It wasn't like the five of them had been the last, either. The Dragon Clan had provided a lot of soldiers for the Suit project, son and daughter alike, and a lot of them were even still alive. Wufei had been the first for them, but there had been others. The Winner's had been mostly support staff, of course; Duo saw them in the hangers often, as mechanics, digging fingers in to repair or keep maintained. The had been there for most of the war, too. And doctors-- Quatre's family thrilled at playing with needles.

There were so many. They had all started getting numbered. They all shared Suit register numbers. Which was weirder than sharing head-space with one.

Well. He had always been Duo.

Animals didn't have numbers, of course. Which made them fun to watch. Also their shapes were a source of freedom, too; a part of him, the part that wasn't him at all, missed having other shapes. Missed changing. Maybe one day they'd have it back.

Duo's lips quirked down into a frown. Deathscythe slid closer to him, inside him, in a way of apology, and something settled inside Duo that was actually his own.

“I do not mean to sound whimsical,” which coming from a Suit was downright nearly philosophical, though Deathscythe would have denied it. Considering the miles between them, Duo was surprised with how clear it all came in, Deathscythe to Duo, Duo to Deathscythe. Words, emotions, images.

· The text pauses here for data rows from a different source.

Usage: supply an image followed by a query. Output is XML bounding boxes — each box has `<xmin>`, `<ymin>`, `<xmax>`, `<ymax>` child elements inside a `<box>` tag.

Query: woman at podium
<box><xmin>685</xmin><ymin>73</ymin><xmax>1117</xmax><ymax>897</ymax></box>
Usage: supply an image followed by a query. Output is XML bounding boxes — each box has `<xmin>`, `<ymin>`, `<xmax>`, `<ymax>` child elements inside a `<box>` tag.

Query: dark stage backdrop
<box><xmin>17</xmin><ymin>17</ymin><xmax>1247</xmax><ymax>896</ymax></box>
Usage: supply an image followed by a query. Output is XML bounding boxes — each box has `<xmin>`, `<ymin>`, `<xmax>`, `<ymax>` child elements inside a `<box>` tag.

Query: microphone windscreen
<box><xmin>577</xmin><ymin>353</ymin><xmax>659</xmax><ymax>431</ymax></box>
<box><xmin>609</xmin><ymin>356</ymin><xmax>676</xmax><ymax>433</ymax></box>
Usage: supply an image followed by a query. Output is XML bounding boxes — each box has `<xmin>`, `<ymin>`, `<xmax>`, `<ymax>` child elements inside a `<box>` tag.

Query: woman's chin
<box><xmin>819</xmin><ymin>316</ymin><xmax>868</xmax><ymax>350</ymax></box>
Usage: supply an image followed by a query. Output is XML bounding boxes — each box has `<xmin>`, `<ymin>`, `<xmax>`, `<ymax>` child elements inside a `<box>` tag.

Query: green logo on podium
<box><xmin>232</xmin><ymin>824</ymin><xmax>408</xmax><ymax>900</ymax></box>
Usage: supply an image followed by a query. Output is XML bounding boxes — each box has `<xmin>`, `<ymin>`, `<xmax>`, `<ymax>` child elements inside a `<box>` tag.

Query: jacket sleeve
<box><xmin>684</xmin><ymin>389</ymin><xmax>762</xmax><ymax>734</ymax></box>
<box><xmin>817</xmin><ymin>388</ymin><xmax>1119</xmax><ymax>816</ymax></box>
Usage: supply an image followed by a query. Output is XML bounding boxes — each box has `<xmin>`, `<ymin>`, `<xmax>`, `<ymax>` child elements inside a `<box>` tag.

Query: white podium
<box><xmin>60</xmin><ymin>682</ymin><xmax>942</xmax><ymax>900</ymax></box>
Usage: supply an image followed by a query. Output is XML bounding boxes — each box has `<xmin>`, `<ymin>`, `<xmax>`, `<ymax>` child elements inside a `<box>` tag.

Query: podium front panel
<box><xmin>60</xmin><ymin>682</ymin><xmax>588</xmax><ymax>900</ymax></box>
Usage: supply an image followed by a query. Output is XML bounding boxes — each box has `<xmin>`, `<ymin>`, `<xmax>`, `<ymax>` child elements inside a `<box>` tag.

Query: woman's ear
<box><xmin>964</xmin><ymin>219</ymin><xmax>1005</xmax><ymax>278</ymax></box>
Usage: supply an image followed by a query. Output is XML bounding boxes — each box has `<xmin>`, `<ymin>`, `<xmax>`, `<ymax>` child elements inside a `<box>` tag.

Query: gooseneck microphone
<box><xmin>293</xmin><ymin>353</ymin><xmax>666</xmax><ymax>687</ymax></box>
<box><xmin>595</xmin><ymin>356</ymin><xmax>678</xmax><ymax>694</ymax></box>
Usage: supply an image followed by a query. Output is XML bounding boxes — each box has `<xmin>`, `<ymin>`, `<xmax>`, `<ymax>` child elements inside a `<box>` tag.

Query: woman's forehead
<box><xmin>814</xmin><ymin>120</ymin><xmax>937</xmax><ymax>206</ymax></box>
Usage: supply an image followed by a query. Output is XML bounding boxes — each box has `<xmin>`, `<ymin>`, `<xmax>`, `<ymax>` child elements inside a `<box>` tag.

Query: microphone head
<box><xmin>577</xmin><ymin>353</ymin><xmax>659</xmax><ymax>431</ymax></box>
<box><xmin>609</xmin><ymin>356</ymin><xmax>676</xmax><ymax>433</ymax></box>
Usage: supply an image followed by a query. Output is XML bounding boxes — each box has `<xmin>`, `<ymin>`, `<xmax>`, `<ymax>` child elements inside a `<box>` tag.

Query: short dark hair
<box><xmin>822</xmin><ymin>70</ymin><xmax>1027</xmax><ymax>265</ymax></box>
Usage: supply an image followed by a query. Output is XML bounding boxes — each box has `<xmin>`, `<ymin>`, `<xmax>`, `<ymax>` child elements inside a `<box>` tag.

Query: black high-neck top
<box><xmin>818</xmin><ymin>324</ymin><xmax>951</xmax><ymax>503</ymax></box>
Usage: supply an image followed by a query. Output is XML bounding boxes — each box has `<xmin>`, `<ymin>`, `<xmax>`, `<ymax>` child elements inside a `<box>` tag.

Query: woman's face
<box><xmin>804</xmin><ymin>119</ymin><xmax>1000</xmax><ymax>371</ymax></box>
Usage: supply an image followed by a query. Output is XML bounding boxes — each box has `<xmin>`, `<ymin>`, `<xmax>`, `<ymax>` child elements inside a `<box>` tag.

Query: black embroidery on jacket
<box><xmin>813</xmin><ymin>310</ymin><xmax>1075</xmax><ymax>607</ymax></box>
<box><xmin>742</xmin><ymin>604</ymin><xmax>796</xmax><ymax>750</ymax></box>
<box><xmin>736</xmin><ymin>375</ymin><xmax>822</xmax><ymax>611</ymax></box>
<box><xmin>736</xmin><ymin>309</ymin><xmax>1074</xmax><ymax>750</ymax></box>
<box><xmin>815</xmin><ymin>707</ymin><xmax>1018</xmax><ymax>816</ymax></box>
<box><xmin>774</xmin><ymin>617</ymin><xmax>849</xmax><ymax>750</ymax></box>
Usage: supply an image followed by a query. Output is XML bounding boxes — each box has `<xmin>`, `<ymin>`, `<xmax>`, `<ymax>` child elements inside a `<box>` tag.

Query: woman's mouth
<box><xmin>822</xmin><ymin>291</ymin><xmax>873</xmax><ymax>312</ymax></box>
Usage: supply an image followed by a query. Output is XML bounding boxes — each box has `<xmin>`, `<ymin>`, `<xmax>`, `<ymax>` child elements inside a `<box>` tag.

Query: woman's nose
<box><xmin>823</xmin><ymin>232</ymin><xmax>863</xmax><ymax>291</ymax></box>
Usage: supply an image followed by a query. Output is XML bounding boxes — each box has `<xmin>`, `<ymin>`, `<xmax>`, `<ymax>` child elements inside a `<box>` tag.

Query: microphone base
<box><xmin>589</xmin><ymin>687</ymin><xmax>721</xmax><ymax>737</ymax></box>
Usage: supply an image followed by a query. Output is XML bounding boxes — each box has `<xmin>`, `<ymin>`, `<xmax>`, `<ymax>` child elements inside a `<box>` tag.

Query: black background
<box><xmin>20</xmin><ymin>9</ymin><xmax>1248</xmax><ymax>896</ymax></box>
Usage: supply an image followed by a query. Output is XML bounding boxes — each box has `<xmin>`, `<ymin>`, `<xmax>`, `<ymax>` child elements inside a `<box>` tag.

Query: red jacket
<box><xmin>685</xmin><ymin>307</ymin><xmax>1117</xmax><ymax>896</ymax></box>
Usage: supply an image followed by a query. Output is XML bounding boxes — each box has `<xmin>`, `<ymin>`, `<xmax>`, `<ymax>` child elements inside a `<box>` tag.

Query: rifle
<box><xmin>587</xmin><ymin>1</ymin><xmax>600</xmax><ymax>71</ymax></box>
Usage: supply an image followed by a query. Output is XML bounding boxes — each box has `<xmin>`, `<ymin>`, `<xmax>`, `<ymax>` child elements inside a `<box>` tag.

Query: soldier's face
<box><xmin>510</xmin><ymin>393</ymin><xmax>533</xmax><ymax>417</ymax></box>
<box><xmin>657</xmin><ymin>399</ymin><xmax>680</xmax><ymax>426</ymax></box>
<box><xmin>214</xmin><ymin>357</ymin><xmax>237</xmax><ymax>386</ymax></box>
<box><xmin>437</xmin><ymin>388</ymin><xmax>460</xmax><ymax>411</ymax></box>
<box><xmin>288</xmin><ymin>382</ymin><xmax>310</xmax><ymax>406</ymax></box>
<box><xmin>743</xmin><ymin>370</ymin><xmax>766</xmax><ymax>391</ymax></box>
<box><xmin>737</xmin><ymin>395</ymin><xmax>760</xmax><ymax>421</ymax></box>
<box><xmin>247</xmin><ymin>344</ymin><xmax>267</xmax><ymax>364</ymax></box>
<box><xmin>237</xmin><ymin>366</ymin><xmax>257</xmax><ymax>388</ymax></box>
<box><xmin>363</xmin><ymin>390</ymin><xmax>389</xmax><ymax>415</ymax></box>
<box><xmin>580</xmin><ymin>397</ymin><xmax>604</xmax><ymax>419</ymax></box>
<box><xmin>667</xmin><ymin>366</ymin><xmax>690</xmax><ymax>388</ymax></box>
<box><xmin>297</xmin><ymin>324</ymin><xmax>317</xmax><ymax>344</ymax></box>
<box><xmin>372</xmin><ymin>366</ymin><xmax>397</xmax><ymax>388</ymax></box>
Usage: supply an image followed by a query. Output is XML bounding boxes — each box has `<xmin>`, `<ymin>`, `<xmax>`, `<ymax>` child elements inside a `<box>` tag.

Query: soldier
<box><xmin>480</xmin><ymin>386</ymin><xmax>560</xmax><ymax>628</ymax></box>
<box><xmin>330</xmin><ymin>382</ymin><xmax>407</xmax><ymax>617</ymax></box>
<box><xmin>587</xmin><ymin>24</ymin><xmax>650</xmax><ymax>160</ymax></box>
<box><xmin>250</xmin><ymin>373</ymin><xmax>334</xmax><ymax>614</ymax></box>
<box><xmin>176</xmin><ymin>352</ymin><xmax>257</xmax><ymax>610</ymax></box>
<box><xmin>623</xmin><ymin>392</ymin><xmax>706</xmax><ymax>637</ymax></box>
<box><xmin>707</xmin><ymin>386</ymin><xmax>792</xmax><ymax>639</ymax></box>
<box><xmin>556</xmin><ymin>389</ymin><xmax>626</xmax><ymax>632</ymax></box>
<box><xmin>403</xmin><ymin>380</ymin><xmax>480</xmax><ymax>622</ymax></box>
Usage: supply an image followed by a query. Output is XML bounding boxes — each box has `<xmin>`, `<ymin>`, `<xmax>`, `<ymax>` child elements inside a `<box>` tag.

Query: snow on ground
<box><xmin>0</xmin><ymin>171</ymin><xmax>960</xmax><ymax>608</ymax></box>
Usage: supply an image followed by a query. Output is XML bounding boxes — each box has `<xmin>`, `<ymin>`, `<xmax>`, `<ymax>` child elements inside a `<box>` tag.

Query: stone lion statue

It bothered him. But only a little, now.

“I was Recon. Camouflage was important, so I had a lot of forms to... blend in.” A hesitance, and then a sense of wryness came through. Dry humor, but honesty; like he was reading Deathscythe's florescent coding. He could tell the difference. “Invisible is better, tactically. I don't have to change anymore.”

If I change, Deathscythe didn't say, though Duo heard it anyway. If I change, We wouldn't be Us.

It helped. A sort of balm.

Duo leaned his forehead into the fence and closed his eyes. He was going to have a few chain-link indentations later. “You're not really invisible. It's mirror refraction or something. Camera circuitry.”

“Close enough,” which meant that it was. They might as well be invisible in reality. The enemy had never been able to see them coming-- and neither had their allies. Despite his official flares, he didn't show up with an IFF or any of the pings for any of the CID radars. Sonar could find him, if he was the only thing out there, but usually he wasn't, so.

Usually they had had to open comms to let their allies know who they were, which took precious seconds in combat usually needed for devotion to actual combat. So they were an invisible hunk of metal fighting in a field, virtually a third party. How they had managed to keep from getting mutually killed was beyond Duo's comprehension. Calling oneself the God of Death didn't exactly make it anything real, after all.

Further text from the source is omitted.